I have to talk about Marcus. He was a plot pusher too but I actually liked him. He didn’t get much book time and Layla and Will forced him to do things for them with only their interests in mind, but he was cute. I liked him and I think he deserves much better than anyone in the book.
Remember how I said Layla immediately falls in love with Will? Well, she does. By the time I’m 31% in, Will is already declaring his undying love: “From the moment you slammed into me that night at the concert, I have loved every second of every minute that I have spent with you.” Um, okay, I guess. It just continues on from there and every other page they’re shouting their “love” from the rooftops at each other. It made no sense. It is undeniably important for the two characters (or three in this case (unfortunately)) that are involved in the love triangle to actually, you know, bond with each other. You cannot write a believable relationship if there’s no reason for there to be a relationship. As a reader, I needed to see Will and Layla spend time with each other, meaningful time that wasn’t spent saying “I love you so much.” over and over. Love is so much more than putting “I love you.” on repeat.

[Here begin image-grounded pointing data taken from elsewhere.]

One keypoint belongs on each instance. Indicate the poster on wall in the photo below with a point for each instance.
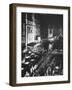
(39, 44)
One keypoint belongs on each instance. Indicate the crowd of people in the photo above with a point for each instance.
(40, 60)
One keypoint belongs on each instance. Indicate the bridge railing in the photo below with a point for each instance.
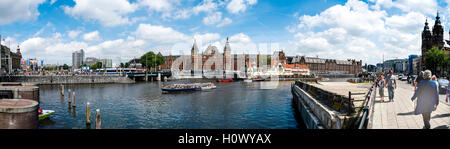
(368, 108)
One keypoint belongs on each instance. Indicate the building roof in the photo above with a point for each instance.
(211, 50)
(342, 62)
(314, 60)
(295, 66)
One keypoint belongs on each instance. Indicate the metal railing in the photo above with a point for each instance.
(368, 107)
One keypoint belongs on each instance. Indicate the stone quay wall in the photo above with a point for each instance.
(320, 113)
(68, 79)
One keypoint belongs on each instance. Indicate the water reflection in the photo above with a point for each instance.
(142, 105)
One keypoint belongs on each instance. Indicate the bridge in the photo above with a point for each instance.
(141, 76)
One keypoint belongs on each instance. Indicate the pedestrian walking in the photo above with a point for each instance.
(380, 83)
(418, 79)
(427, 95)
(391, 84)
(448, 90)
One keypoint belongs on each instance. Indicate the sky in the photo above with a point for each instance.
(51, 30)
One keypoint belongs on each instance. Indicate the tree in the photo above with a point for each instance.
(436, 58)
(151, 59)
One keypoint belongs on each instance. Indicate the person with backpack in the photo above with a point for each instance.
(427, 95)
(380, 84)
(390, 84)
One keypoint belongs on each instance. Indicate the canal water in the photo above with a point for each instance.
(236, 105)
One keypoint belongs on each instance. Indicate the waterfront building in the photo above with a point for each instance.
(330, 66)
(106, 63)
(135, 63)
(89, 61)
(77, 59)
(416, 65)
(396, 65)
(433, 38)
(296, 69)
(410, 63)
(370, 68)
(10, 61)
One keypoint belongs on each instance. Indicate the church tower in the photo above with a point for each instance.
(426, 38)
(227, 60)
(194, 57)
(438, 33)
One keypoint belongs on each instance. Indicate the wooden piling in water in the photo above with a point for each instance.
(62, 90)
(70, 99)
(98, 121)
(73, 96)
(88, 113)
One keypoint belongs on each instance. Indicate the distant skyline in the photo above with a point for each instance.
(124, 29)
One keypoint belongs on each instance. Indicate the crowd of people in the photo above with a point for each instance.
(426, 91)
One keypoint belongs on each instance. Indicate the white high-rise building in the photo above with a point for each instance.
(77, 59)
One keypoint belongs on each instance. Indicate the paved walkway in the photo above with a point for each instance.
(400, 113)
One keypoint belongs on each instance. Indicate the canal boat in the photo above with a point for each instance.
(225, 80)
(44, 114)
(207, 86)
(254, 80)
(181, 88)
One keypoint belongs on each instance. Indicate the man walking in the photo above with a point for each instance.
(428, 98)
(390, 82)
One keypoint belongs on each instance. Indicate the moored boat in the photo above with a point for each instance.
(207, 86)
(225, 80)
(181, 87)
(254, 80)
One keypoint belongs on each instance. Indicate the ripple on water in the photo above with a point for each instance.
(142, 105)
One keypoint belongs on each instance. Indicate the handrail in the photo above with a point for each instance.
(368, 107)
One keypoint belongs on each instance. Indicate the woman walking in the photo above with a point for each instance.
(381, 86)
(428, 98)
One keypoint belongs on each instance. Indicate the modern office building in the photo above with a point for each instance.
(10, 61)
(89, 61)
(106, 63)
(77, 59)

Gosh, what even was this plot? I wasn’t even wearing my glasses and I could see the entire lineup of events from three miles away. The plot was slow on top of that, taking its sweet time to describe things I didn’t care about. Who cares how Layla’s move from her old house to Luke and Claire’s house was? There was no reason to care! Why should meaningless conversations that definitely did not contribute to anything except a superficial relationship between Layla and her aunt and uncle mean anything to me? Why should I have to sit through some eleven chapters of it?
(This became a lot longer than I wanted it to, so I’ll wrap it up here.)
Would I recommend The Lake? Gracious, no. I don’t even know why it’s a series because it should only be one book. I know it’s free, but it’s not worth the time it takes to read it.